At the same time, we all have inner work to do — releasing the sources of over-fullness in our lives, being willing to slow down, learning to recognize when we’ve gotten over-capacity, and bringing ourselves back to our better selves when that occurs.
 
Is your life over-full? How do you know when you are overcapacity? What are the costs of that to you? What do you (or will you) do about it?
 
Love,
 
Tara

Join the discussion 7 Comments

  • My life is definitely over-full. Exercise has been a great tonic because it gives me additional energy, strength, and self-confidence, reduces anxiety, and helps me figure out what I most need to accomplish.

  • Topi says:

    I absolutely know when I’m over-full – it’s when I find myself shouting at my beautiful children or being unkind to my wonderful husband because I’ve simply run out of patience.

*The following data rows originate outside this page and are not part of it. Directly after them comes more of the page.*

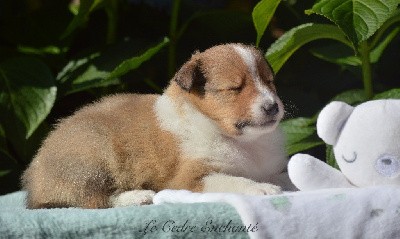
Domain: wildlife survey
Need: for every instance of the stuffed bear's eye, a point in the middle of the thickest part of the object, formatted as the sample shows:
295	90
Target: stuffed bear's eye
350	159
387	166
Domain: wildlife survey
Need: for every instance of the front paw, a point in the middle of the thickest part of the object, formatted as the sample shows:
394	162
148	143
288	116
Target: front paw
262	189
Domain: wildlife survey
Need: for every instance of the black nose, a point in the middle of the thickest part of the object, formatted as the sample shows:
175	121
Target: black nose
271	110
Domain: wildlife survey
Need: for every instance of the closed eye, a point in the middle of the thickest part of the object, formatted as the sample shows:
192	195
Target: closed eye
350	159
237	88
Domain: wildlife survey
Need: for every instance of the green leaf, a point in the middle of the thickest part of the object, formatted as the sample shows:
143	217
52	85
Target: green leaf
300	134
280	51
297	129
358	19
376	53
135	62
352	97
390	94
262	14
27	93
337	54
52	50
85	8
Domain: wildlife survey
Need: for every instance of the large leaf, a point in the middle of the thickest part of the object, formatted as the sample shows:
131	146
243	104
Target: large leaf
100	70
300	134
352	97
390	94
135	62
27	93
359	19
262	14
280	51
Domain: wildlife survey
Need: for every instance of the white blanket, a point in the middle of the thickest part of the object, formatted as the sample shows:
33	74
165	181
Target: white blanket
372	212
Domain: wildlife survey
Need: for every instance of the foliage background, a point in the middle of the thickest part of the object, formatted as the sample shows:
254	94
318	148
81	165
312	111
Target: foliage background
117	30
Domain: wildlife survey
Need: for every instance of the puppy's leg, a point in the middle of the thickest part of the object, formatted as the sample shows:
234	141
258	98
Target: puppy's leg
218	182
134	197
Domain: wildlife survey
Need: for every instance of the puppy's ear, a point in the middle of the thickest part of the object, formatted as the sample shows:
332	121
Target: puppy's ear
191	77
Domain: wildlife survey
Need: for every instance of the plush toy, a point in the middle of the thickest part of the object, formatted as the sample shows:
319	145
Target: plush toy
366	144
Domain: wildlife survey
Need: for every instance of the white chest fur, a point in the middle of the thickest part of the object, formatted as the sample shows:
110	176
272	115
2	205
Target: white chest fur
201	139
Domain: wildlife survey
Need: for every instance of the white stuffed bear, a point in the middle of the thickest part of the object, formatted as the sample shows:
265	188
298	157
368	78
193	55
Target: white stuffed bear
366	144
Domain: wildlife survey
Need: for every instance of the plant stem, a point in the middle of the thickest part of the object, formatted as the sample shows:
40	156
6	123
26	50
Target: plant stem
111	11
173	37
364	52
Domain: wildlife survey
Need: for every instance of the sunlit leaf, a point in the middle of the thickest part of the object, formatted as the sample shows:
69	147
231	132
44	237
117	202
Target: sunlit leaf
135	62
262	14
359	19
288	43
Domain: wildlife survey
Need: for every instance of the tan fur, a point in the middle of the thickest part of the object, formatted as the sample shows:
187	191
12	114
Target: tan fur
117	144
89	156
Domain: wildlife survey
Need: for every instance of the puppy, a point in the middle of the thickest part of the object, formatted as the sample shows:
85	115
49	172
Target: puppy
213	130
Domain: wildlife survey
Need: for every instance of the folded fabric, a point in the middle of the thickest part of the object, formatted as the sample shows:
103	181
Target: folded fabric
372	212
153	221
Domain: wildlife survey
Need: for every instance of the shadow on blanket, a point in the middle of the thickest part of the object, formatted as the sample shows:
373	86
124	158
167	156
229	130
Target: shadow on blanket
372	212
152	221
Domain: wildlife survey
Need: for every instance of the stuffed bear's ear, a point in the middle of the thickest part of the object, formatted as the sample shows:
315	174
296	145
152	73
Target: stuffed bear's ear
331	121
191	77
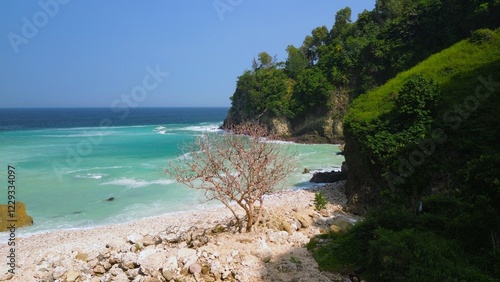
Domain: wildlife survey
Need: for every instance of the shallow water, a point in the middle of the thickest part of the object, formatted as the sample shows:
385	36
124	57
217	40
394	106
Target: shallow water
67	168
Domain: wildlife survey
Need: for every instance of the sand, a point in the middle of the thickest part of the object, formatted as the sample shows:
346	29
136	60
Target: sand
45	252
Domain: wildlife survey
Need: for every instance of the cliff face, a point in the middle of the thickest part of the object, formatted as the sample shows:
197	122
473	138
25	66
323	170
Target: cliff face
314	127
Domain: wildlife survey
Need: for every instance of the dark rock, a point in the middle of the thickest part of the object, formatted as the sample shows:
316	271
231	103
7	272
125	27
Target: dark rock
328	177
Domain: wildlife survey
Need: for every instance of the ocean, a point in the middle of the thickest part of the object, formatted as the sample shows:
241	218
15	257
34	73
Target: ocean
69	162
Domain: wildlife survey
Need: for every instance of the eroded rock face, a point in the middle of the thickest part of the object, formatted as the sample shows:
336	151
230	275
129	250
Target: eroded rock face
18	212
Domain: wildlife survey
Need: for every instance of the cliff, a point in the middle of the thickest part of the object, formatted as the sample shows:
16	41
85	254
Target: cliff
429	130
320	126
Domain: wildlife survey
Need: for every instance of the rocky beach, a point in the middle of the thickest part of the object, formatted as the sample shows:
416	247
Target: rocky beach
189	246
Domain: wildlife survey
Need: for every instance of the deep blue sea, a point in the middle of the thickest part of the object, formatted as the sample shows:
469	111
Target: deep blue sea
68	162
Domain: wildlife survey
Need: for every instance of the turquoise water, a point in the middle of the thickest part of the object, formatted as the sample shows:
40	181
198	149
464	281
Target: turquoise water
65	175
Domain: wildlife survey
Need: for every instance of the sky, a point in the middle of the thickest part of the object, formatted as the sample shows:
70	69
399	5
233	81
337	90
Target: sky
157	53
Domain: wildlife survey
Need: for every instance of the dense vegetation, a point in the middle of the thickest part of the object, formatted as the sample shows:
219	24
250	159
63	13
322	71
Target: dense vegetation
421	133
354	57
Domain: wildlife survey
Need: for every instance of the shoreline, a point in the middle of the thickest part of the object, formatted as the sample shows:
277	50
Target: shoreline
61	246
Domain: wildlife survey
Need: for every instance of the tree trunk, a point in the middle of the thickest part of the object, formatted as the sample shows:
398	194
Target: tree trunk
250	217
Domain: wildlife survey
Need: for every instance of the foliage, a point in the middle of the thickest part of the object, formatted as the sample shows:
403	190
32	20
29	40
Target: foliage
236	166
312	91
359	56
395	249
320	201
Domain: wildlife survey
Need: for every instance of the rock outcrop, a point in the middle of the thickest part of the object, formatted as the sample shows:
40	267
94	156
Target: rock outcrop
19	216
314	127
328	177
208	252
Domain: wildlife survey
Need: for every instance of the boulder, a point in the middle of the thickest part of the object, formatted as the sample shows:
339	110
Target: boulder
167	274
279	237
134	238
187	256
194	268
338	225
304	218
328	177
82	256
72	275
18	211
152	262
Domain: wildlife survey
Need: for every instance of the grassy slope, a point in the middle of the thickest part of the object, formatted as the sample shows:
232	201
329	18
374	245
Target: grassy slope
445	68
452	239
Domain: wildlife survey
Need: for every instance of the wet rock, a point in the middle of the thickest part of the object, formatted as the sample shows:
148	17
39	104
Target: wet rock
328	177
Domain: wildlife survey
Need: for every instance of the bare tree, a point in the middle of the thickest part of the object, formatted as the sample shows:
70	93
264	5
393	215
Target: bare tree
239	166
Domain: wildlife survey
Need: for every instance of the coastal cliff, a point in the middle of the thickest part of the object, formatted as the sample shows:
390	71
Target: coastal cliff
320	126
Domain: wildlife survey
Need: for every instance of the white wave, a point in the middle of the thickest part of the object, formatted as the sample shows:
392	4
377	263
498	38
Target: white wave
91	175
83	134
204	128
96	168
265	140
137	183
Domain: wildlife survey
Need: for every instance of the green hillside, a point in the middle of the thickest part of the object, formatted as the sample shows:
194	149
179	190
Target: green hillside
423	154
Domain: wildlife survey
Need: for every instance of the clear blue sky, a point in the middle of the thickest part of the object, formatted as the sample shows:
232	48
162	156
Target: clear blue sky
95	53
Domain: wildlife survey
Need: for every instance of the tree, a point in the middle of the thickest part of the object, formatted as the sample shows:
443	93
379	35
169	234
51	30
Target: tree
266	61
237	166
296	61
312	91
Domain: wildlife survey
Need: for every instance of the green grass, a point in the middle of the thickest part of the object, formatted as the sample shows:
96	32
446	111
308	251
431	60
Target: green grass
445	68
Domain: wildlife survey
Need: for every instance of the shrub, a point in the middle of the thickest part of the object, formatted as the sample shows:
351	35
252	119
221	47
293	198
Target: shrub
320	201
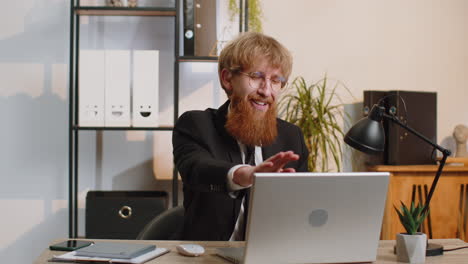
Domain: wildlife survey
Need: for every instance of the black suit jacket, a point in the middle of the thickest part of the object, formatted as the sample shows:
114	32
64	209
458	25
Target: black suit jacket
203	153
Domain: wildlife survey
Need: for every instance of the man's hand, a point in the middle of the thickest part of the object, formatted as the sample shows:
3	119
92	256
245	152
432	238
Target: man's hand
244	175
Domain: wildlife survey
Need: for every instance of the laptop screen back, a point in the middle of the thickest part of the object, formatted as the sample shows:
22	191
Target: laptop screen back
315	217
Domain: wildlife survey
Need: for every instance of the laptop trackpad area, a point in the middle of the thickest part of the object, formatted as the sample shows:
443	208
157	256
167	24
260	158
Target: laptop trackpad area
235	255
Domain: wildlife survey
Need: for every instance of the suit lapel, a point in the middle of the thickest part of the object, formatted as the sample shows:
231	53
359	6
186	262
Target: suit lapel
232	148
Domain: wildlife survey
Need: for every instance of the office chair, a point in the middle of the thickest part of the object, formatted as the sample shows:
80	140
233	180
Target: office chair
165	226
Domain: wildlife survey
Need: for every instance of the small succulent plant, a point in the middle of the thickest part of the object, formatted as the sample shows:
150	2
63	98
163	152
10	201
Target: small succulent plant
411	218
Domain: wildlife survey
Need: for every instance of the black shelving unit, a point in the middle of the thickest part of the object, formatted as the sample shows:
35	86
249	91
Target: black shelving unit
76	10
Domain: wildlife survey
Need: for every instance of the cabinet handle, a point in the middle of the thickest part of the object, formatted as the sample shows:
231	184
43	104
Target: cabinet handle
125	212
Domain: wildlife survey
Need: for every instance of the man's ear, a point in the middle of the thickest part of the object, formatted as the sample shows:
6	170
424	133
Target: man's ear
226	80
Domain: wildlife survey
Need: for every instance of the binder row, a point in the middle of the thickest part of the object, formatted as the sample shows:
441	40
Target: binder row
118	88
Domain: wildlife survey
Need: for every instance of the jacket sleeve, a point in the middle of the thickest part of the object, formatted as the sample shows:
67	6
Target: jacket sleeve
302	165
196	153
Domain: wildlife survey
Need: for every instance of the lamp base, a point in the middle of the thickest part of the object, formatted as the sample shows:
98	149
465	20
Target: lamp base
434	250
431	250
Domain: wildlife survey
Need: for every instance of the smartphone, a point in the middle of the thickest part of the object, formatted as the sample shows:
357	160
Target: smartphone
70	245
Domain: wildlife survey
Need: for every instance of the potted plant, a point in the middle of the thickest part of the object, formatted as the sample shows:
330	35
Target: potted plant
411	246
317	110
255	14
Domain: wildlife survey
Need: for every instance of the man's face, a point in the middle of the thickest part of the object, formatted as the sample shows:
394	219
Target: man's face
261	94
252	116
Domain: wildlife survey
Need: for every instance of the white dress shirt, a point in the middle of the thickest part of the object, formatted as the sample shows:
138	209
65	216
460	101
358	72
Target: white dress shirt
233	188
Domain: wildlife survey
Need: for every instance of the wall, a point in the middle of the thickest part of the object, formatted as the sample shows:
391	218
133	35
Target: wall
381	45
417	45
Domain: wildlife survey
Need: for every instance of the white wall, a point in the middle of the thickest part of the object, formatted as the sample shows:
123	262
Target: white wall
417	45
381	45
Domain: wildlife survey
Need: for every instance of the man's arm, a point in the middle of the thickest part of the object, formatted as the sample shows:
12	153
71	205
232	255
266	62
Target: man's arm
193	140
244	175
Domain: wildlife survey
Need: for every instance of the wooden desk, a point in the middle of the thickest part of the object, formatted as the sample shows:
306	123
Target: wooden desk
449	205
384	255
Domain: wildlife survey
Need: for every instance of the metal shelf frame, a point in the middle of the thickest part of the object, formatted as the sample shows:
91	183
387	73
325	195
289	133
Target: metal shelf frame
76	10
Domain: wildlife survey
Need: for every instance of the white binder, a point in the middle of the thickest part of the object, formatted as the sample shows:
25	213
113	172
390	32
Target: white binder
117	88
145	112
91	82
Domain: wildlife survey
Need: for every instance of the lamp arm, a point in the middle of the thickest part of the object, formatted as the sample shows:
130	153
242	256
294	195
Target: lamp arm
445	154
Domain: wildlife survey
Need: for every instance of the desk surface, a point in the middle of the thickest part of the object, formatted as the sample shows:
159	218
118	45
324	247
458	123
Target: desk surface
384	256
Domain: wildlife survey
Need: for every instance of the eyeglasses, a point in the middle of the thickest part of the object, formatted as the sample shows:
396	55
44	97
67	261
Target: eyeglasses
258	80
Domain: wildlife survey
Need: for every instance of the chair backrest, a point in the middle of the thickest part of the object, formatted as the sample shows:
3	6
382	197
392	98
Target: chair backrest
165	226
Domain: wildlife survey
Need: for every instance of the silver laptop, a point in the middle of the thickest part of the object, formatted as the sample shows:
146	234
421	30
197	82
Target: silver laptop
313	218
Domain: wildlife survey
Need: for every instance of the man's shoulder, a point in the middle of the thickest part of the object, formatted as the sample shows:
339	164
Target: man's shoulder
198	113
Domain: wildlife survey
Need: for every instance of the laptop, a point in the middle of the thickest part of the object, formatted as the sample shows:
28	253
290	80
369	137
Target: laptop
313	218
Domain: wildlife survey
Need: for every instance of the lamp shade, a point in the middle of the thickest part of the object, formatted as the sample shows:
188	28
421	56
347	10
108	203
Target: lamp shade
368	135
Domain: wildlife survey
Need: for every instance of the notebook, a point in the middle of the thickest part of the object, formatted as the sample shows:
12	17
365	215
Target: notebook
115	250
313	218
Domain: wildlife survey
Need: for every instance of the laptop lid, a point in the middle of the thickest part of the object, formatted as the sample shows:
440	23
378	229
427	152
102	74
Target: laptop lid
315	217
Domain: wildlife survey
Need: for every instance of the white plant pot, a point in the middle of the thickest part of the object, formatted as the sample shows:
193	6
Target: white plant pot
411	248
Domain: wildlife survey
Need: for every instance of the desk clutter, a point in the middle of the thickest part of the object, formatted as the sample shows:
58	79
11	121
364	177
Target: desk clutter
113	252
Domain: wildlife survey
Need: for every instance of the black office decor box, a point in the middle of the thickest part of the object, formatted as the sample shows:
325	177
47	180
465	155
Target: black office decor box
122	214
401	146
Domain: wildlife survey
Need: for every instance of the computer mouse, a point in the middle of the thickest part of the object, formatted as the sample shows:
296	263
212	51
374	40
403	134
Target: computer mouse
191	250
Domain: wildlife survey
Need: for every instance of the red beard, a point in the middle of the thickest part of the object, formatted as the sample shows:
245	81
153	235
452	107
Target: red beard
250	126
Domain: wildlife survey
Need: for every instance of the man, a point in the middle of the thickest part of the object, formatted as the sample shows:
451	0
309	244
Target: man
212	148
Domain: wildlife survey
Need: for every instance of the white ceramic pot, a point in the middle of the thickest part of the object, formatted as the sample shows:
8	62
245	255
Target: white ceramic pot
411	248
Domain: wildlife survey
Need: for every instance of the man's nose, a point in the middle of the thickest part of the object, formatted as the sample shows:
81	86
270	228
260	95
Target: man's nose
265	89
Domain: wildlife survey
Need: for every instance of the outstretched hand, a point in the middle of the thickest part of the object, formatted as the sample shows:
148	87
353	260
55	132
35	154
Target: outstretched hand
244	175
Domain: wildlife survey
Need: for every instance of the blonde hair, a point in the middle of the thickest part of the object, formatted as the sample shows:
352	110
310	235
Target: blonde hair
242	53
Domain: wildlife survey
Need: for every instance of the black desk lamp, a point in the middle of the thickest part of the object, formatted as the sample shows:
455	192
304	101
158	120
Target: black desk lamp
368	136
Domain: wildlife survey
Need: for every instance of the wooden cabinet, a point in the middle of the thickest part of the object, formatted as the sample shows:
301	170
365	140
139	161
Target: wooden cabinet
448	216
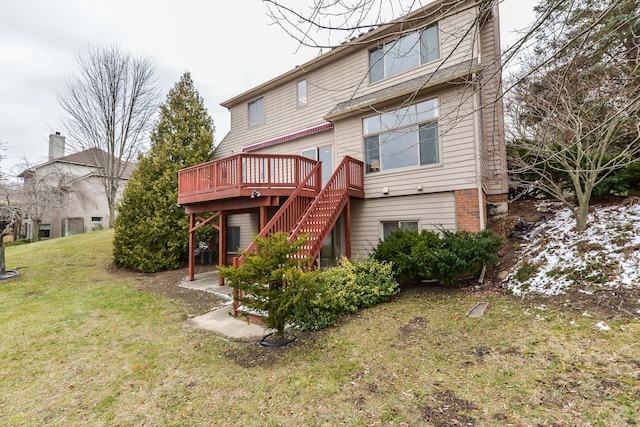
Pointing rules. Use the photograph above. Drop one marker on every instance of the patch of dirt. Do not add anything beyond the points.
(449, 410)
(166, 283)
(415, 325)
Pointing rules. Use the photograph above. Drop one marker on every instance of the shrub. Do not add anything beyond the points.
(396, 248)
(445, 256)
(344, 289)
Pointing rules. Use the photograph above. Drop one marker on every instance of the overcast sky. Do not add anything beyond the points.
(228, 47)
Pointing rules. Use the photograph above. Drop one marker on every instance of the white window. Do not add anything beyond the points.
(256, 112)
(402, 138)
(408, 51)
(302, 93)
(233, 240)
(390, 226)
(324, 155)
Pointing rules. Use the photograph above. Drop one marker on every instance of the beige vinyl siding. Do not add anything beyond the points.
(495, 164)
(457, 169)
(432, 211)
(248, 224)
(343, 79)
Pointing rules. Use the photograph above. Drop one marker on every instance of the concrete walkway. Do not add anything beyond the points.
(221, 320)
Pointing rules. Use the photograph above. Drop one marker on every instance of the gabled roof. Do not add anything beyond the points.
(428, 13)
(82, 158)
(378, 99)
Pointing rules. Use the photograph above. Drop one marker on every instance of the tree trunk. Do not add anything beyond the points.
(112, 210)
(583, 212)
(3, 265)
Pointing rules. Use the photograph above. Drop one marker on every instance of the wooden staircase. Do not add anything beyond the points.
(321, 216)
(315, 218)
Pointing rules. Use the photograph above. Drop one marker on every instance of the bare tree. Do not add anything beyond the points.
(109, 107)
(583, 52)
(575, 115)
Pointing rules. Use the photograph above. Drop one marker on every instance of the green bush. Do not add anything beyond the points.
(445, 256)
(274, 282)
(344, 289)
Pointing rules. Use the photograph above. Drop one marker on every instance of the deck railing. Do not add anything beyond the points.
(245, 171)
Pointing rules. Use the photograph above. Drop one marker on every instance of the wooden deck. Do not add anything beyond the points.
(251, 179)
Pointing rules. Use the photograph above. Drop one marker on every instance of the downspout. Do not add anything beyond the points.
(477, 118)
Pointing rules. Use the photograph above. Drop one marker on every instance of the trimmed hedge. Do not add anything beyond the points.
(350, 286)
(446, 256)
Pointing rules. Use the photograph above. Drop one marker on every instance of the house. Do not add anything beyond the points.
(401, 127)
(65, 195)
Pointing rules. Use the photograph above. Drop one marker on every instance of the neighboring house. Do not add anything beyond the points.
(65, 195)
(408, 117)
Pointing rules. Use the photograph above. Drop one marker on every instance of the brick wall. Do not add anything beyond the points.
(468, 210)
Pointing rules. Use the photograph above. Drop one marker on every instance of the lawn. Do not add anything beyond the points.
(84, 344)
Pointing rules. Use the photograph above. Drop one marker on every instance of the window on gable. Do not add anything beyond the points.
(302, 93)
(256, 112)
(402, 138)
(407, 52)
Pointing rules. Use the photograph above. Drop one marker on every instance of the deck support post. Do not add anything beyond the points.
(192, 245)
(347, 228)
(222, 244)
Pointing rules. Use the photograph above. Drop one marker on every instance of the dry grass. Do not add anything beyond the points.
(82, 345)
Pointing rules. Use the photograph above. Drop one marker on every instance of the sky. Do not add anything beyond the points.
(228, 47)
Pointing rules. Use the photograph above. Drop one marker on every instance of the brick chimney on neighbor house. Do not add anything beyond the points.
(56, 146)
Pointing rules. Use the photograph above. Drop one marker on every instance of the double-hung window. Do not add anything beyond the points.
(302, 93)
(255, 112)
(389, 227)
(407, 52)
(405, 137)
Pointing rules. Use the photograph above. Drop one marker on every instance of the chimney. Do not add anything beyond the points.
(56, 146)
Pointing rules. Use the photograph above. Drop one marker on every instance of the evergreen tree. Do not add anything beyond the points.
(151, 230)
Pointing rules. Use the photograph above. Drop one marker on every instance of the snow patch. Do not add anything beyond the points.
(605, 255)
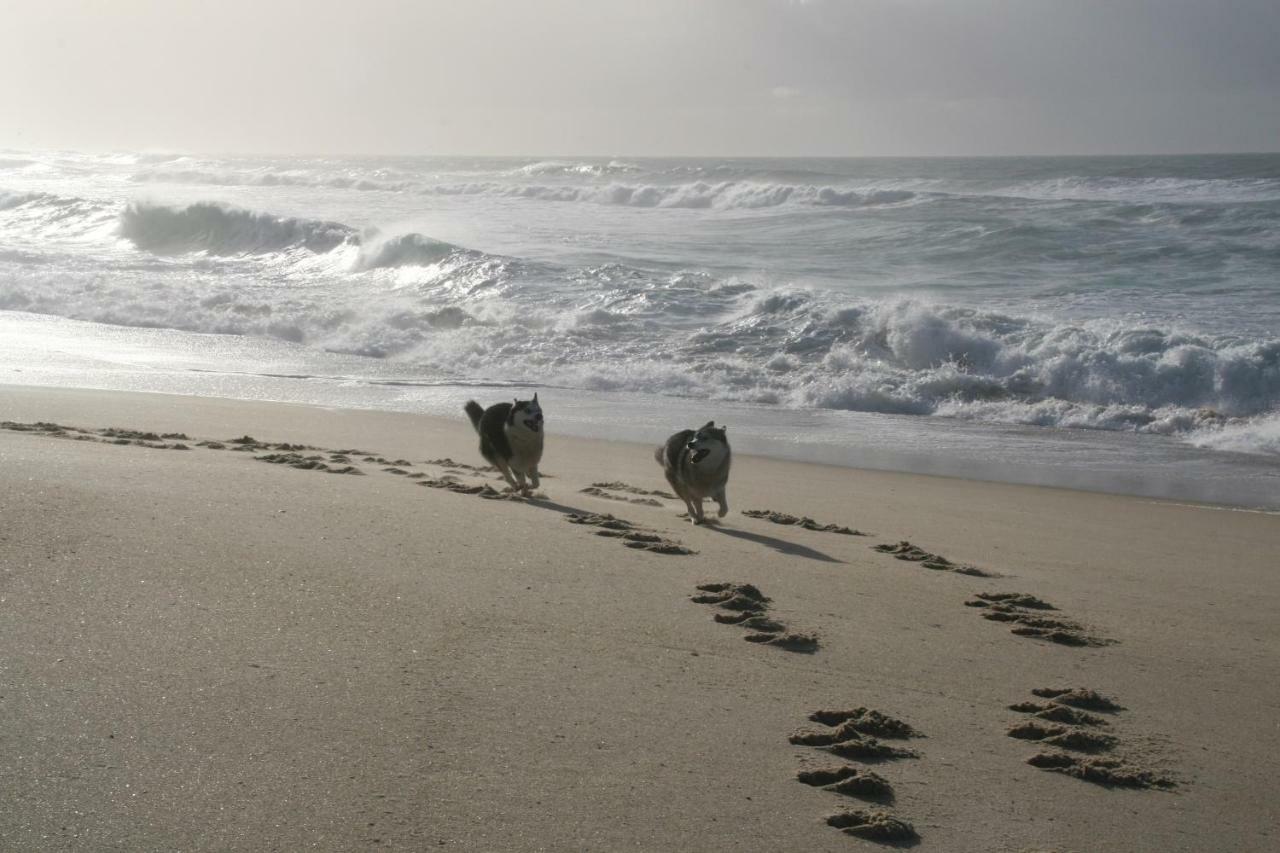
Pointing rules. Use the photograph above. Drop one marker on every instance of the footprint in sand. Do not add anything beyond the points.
(1075, 730)
(748, 609)
(629, 534)
(629, 493)
(1025, 614)
(909, 552)
(874, 826)
(110, 436)
(800, 521)
(853, 734)
(314, 463)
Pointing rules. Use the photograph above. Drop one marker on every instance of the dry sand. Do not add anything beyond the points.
(208, 652)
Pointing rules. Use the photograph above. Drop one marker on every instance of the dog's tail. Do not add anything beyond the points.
(475, 413)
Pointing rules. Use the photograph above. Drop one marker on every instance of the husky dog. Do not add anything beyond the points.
(511, 438)
(696, 465)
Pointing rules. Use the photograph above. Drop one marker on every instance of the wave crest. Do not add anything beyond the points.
(222, 229)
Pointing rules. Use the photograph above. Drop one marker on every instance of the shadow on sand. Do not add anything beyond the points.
(781, 546)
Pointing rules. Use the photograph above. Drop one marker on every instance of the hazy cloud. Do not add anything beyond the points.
(643, 76)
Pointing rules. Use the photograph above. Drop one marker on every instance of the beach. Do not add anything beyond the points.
(204, 651)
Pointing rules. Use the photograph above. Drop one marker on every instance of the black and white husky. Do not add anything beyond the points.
(511, 438)
(696, 465)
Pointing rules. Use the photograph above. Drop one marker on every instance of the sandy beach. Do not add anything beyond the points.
(204, 651)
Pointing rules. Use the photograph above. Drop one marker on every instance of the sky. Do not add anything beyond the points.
(641, 77)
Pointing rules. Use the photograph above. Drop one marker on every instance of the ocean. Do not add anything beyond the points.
(1100, 323)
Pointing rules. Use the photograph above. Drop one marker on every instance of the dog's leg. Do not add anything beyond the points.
(700, 518)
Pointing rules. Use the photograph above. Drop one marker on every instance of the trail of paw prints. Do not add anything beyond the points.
(1028, 619)
(451, 479)
(748, 607)
(801, 521)
(909, 552)
(451, 483)
(855, 735)
(458, 468)
(109, 436)
(289, 455)
(629, 493)
(1065, 721)
(629, 534)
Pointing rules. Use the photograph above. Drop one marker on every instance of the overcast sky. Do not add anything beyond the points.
(615, 77)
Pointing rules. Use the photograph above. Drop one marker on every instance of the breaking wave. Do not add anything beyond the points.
(728, 195)
(220, 229)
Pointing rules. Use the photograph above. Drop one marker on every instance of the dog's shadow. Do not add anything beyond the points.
(781, 546)
(563, 509)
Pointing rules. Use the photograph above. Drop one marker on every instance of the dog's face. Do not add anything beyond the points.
(528, 414)
(707, 442)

My solution is to go for a long walk in the fresh air, where I can be alone with my thoughts. However, I recognise that’s a short-term solution. It’s like taking painkillers for a headache – the discomfort goes, but you’re no closer to sorting out what cause the headache in the first place. So, I’m currently working on making my life less over-full. It’s like cleaning out my wardrobe; I want to work out what needs to go and what needs to stay to get my life back into balance. You’ve given some great tips on how to do that, thanks!

  • Wow, I needed to read this post! I have just gone through a two-month period of probably the most extreme busyness I’ve ever encountered (and I’m not quite out of the dark yet!). I wrote a blog post a few weeks ago about the unpleasant ways being too busy impacts my life and the parts of me I like best. That was such an important thought process to go through. Now I need to start dipping into my tool kit and doing some course correction, as you suggest. I really fear the thought of getting into an unhealthy cycle, or even becoming addicted to this pace–I’m pretty sure I was meant to end up at your site this morning. Thank you.

  • Beautiful article!

    I’ve tended to overcome fullness by proactively scheduling unscheduled time or having rules about how densely I would schedule. For instance, while I was working a conventional corporate job schedule, I did not ever schedule activities more than two weeknights in a row, thus guaranteeing me built-in unscheduled time which I used for my own personal projects, chores, spontaneous fun things (which could be with friends but weren’t scheduled or committed to ahead of time), or evenings that involved nothing much but long bath and an early bedtime.

    Right now, my schedule is quite open so I am working on new ways to manage fullness. And, I’ll have to learn new ways yet again when my baby comes in May!